2.4 (Correct answer)
D.
2.5
E.
3.0
Step 1
Rate of A: 1/4 tank per hour. Rate of B: 1/6 tank per hour
Step 2
Combined rate: 1/4 + 1/6 = 3/12 + 2/12 = 5/12 tank per hour
Step 3
Time to fill 1 tank: T = 1 ÷ (5/12) = 12/5 = 2.4 hours
Correct answer: C
Why C is correct
Correct: 12/5 = 2.4 hours
Why other options are wrong
A: Incorrect formula attempt
B: Off-by calculation error
D: Average of the two times: (4+6)/2 = 5, then /2 = 2.5; incorrect
E: Half of 6; ignores pipe A entirely
⚠ Trap: Averaging the two times (5 hours) or halving the average instead of using combined rates
Strategy Tips
Always write out the ratio in words first: 'boys : girls = 3 : 5' before using numbers
For combined-work problems, always use rates (jobs per hour), never times directly
Cross-multiplication is faster than finding LCD for most proportion problems
Use picking numbers: if ratio is 3:5 and total is unknown, try multiples of 8
For unit conversions, chain multiply fractions so units cancel
Common pitfalls
Using a part-to-part ratio as if it were part-to-whole
Averaging two speeds instead of computing total distance / total time for average speed
Forgetting unit conversions (hours to minutes, feet to miles, etc.)
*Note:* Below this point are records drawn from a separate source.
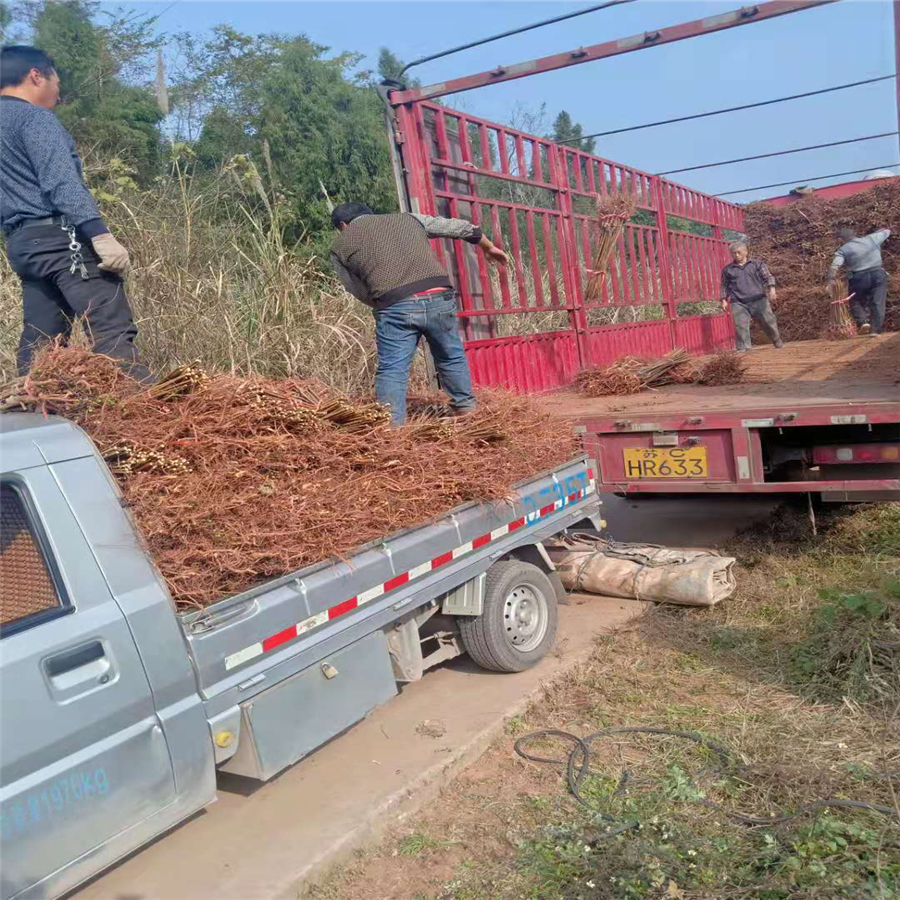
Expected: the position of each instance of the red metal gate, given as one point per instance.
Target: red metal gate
(529, 327)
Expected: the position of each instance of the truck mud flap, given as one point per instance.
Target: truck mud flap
(287, 722)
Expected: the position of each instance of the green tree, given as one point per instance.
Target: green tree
(109, 113)
(567, 131)
(324, 128)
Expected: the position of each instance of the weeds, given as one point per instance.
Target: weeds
(786, 676)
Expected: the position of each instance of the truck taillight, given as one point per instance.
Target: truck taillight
(857, 453)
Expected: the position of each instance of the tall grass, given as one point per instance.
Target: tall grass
(213, 280)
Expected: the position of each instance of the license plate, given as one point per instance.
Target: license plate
(675, 462)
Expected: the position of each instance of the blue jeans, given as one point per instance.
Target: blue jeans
(398, 329)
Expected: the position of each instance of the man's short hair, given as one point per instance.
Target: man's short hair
(17, 60)
(347, 212)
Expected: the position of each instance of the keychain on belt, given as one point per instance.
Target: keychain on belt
(75, 247)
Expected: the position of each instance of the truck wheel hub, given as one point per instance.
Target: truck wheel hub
(525, 617)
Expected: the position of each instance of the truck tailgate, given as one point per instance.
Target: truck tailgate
(253, 640)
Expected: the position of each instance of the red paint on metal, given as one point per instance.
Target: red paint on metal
(344, 607)
(654, 267)
(832, 192)
(396, 582)
(442, 560)
(276, 640)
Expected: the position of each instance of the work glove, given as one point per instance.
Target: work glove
(113, 256)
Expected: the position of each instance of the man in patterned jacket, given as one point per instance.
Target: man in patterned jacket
(386, 261)
(69, 264)
(750, 288)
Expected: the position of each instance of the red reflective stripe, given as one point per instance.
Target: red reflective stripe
(341, 608)
(396, 582)
(282, 637)
(442, 560)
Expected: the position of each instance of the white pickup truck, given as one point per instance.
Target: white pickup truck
(117, 710)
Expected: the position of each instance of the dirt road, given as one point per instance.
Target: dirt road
(261, 841)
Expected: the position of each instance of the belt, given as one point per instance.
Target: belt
(431, 291)
(34, 223)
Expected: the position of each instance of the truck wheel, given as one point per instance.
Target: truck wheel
(518, 624)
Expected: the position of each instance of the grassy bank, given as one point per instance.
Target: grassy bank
(797, 678)
(213, 280)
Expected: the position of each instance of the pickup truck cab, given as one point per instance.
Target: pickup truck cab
(117, 709)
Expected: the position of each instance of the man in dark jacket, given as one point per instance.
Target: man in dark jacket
(750, 287)
(69, 264)
(386, 261)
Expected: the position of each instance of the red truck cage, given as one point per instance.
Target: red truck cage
(530, 328)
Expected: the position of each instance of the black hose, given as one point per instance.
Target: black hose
(578, 762)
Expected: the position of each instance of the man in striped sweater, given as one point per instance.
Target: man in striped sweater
(69, 264)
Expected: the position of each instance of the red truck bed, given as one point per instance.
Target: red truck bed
(816, 416)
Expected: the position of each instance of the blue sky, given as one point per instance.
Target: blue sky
(848, 41)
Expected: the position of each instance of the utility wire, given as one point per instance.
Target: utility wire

Simple proportions should take 30-45 seconds. Work/rate problems take 90 seconds — if you're over 2 minutes, pick a number for 'total work' (e.g., 12 units) and use arithmetic rates.
Summary
Part-to-part and part-to-whole ratios are different; always identify which you have
Combined rate = sum of individual rates (1/t1 + 1/t2)
D = RT underpins all distance problems; average speed = total D / total T
Two painters can paint a room: one in 5 hours, one in 10 hours. Working together, how many hours do they need? Use 1/5 + 1/10 = 1/T and verify your answer is less than 5.